What would you want school leaders to take from your findings?
I don’t want to plant a flag on whether or not they made the right decision last year about going remote or in person. From a policy perspective, schools were really caught between a rock and a hard place: There were serious concerns about developmental harm with kids not being face-to-face, and at the same time, concerns about creating a vector for COVID transmission by bringing them back. Unfortunately, with many communities experiencing low vaccination rates and the spread of COVID variants, it appears we are confronting the same trade-offs once again.
But I think this study has at least three important implications for school leaders. One is that our results provide objective evidence on the character of parents’ preferences – specifically that some parents, particularly those with the youngest children, held the offer of remote instruction in such disdain that they were willing to go so far as to disenroll.

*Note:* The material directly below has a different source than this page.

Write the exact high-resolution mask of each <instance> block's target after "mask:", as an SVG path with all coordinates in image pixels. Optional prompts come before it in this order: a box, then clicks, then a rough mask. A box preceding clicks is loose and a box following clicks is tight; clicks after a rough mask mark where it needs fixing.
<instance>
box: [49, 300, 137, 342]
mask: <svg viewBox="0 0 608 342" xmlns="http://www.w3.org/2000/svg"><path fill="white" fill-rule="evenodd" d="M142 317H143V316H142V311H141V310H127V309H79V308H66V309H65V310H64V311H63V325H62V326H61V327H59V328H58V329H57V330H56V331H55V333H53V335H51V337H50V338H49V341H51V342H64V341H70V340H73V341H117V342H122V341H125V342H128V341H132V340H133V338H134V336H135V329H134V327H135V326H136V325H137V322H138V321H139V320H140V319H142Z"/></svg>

Second, these results provide leading indicators of the challenges educators will face in the wake of the pandemic. For example, children who skipped kindergarten last year and enter first grade this fall will have their first experience with more formal schooling and may present different “readiness to learn” profiles to their teachers. Alternatively, if the children who skipped kindergarten “redshirt” into kindergarten this year, teachers may confront unusually large class sizes and a more mixed group of older and younger students. Meanwhile, some older children are navigating the educational consequences of switching schools or even sustained truancy.
Third, these results also suggest an imminent fiscal challenge to public schools if student enrollment doesn’t rebound. My best guess is that many of these students aren’t returning. As parents confront the uncertainty of the coming year and what their local public schools will offer, they may view their new accommodations as a safe harbor. Because the students who disenrolled are disproportionately younger, this effect may be long-lasting. These are all areas where we should direct continued attention as new data become available.
The study was co-authored by Dee; GSE doctoral student Elizabeth Huffaker; Stanford lecturer Cheryl Phillips, director of Big Local News; and Eric Sagara, senior data journalist at Big Local News.